Science Officer for Northern Ireland
Katherine works closely with NIEA/DAERA, other Government departments, NGOs and other stakeholders in environmental evidence to identify priority areas of need and to guide the collection of new data and analysis of current data sets. She is responsible for developing the scientific foundation of bird data used in Northern Ireland for conservation and sustainable land management policy development, planning and implementation.
Interests & Responsibilities
Katherine was introduced to the world of ringing and studying seabirds as an undergraduate at Cardiff University when she volunteered as an assistant warden on the uninhabited nature reserve of Round Island, Mauritius for 8 months. She enthusiastically studied the spatial and molecular ecology of Round Island’s population of Gadfly petrels for her PhD. Having completed her PhD in 2016, Katherine decided to focus her attention on the bird life of islands closer to home, with the aim of contributing to the world-leading data that BTO collects on the UK's most beloved wildlife.

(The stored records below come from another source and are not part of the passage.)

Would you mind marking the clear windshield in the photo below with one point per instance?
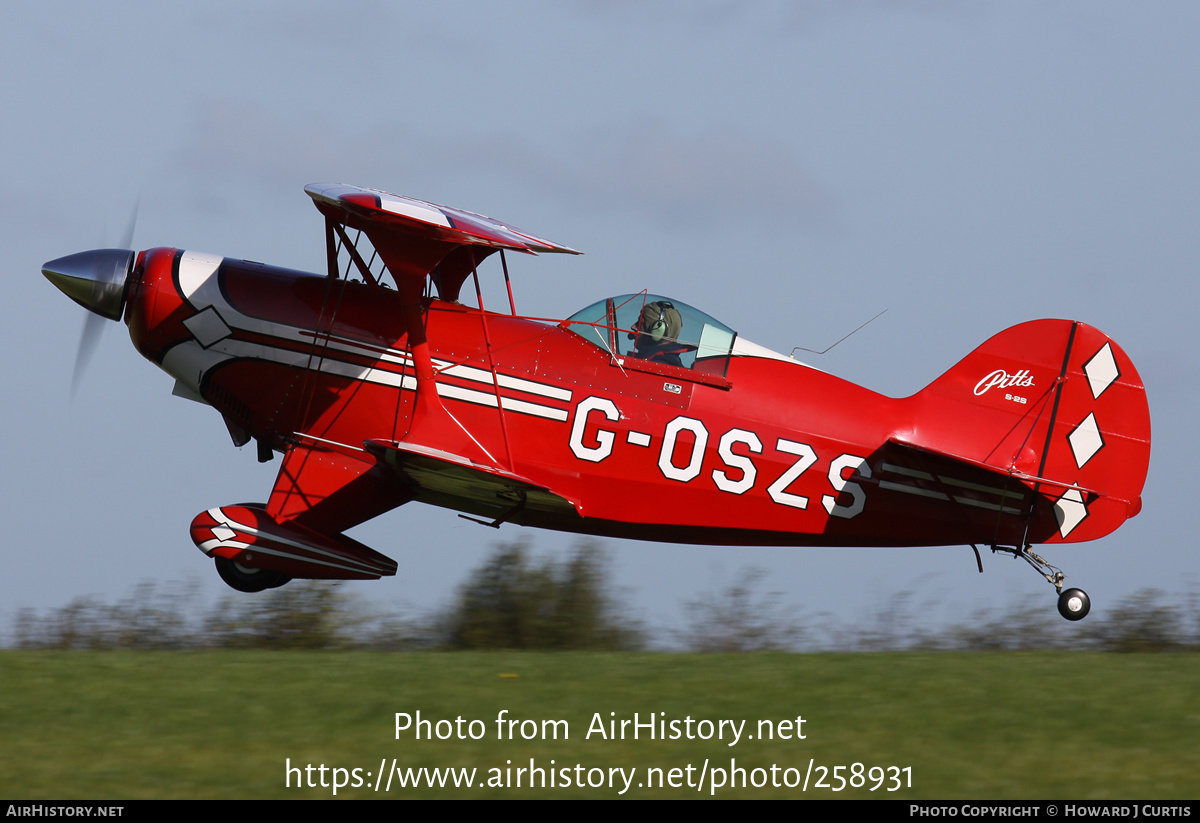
(653, 328)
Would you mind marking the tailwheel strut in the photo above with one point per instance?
(1073, 604)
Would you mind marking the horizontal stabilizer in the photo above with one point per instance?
(1055, 404)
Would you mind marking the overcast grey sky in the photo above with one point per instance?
(792, 168)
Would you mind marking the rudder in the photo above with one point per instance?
(1056, 404)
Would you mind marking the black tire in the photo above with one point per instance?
(1074, 604)
(247, 578)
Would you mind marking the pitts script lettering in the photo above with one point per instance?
(1002, 379)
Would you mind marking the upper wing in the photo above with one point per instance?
(414, 236)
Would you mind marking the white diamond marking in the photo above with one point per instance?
(1085, 440)
(1071, 510)
(208, 326)
(1102, 371)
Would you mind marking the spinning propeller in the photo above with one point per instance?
(97, 281)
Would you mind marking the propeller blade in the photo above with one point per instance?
(93, 328)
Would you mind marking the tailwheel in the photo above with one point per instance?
(1074, 604)
(249, 578)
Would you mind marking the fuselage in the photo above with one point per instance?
(751, 448)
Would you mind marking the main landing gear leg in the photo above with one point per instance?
(1073, 604)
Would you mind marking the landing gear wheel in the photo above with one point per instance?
(1074, 604)
(247, 578)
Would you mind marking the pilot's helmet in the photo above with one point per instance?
(660, 320)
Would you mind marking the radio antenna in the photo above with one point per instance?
(801, 348)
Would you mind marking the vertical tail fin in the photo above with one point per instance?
(1057, 404)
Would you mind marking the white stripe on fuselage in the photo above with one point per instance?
(190, 361)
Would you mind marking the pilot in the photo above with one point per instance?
(657, 334)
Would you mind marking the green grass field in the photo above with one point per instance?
(129, 725)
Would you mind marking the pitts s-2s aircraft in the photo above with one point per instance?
(639, 416)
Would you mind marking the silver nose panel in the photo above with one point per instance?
(95, 280)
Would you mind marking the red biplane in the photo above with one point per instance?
(637, 416)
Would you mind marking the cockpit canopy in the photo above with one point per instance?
(653, 328)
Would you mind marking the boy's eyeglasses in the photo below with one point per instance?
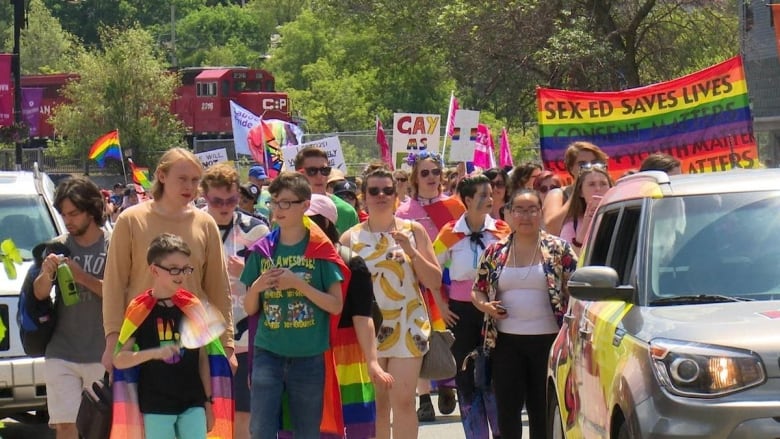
(531, 212)
(375, 191)
(592, 165)
(324, 171)
(222, 202)
(544, 188)
(175, 271)
(283, 205)
(426, 172)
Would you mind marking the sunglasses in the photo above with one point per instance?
(426, 172)
(222, 202)
(544, 188)
(375, 191)
(324, 171)
(175, 271)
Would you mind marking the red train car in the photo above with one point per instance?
(202, 102)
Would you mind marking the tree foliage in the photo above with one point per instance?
(123, 86)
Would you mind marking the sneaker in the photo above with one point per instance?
(426, 413)
(446, 400)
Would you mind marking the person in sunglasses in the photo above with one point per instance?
(312, 162)
(591, 184)
(557, 201)
(400, 256)
(175, 187)
(545, 182)
(432, 209)
(239, 230)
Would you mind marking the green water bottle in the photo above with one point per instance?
(70, 294)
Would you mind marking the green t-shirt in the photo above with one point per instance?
(347, 217)
(290, 324)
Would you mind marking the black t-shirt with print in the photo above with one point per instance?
(172, 386)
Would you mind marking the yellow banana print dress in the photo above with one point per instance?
(405, 327)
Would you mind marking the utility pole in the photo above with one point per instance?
(16, 71)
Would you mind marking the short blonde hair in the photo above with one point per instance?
(167, 161)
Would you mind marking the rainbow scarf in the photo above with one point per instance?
(349, 396)
(128, 421)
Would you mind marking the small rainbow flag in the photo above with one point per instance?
(140, 175)
(107, 146)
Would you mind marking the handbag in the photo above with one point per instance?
(95, 411)
(438, 362)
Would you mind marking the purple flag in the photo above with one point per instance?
(6, 96)
(31, 107)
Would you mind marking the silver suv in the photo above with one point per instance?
(673, 327)
(28, 218)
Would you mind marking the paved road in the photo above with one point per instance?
(445, 427)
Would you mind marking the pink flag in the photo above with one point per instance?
(6, 92)
(381, 140)
(484, 148)
(505, 154)
(451, 114)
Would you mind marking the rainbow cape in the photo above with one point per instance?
(703, 119)
(349, 395)
(106, 146)
(127, 418)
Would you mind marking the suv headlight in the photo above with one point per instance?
(702, 370)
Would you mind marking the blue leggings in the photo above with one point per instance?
(189, 424)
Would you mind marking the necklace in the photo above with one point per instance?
(531, 264)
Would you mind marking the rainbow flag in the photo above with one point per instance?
(106, 146)
(127, 416)
(703, 119)
(140, 175)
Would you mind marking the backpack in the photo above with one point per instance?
(36, 318)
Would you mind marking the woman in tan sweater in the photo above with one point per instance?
(176, 181)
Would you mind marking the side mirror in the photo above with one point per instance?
(599, 283)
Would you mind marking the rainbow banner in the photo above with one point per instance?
(140, 175)
(703, 119)
(106, 146)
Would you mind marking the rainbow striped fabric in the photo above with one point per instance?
(127, 418)
(106, 146)
(703, 119)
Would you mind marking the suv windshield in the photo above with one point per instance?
(718, 245)
(26, 220)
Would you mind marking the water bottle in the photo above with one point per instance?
(70, 294)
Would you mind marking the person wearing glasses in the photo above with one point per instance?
(498, 183)
(171, 210)
(312, 162)
(545, 182)
(432, 209)
(521, 287)
(239, 230)
(591, 184)
(294, 278)
(557, 201)
(400, 256)
(458, 248)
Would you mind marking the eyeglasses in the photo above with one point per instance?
(592, 165)
(222, 202)
(544, 188)
(426, 172)
(283, 205)
(387, 190)
(324, 171)
(175, 271)
(531, 211)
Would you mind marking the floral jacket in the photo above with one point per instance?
(558, 258)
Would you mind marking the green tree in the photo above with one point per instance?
(123, 86)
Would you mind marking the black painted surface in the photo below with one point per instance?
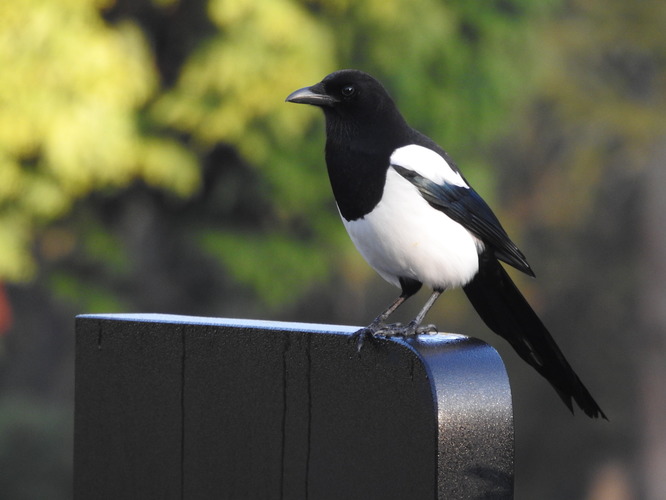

As part of her role as the Science Officer for Northern Ireland, Katherine manages the Northern Ireland Seabird network, a dedicated team of volunteers who collect vital seabird records for the region. In addition, much of her work involves collaboration with the Northern Ireland Environmental Agency, advising on data collection and analysis for a range of bird species. Katherine also runs BTO Northern Ireland’s twitter feed: @BTO_NIreland.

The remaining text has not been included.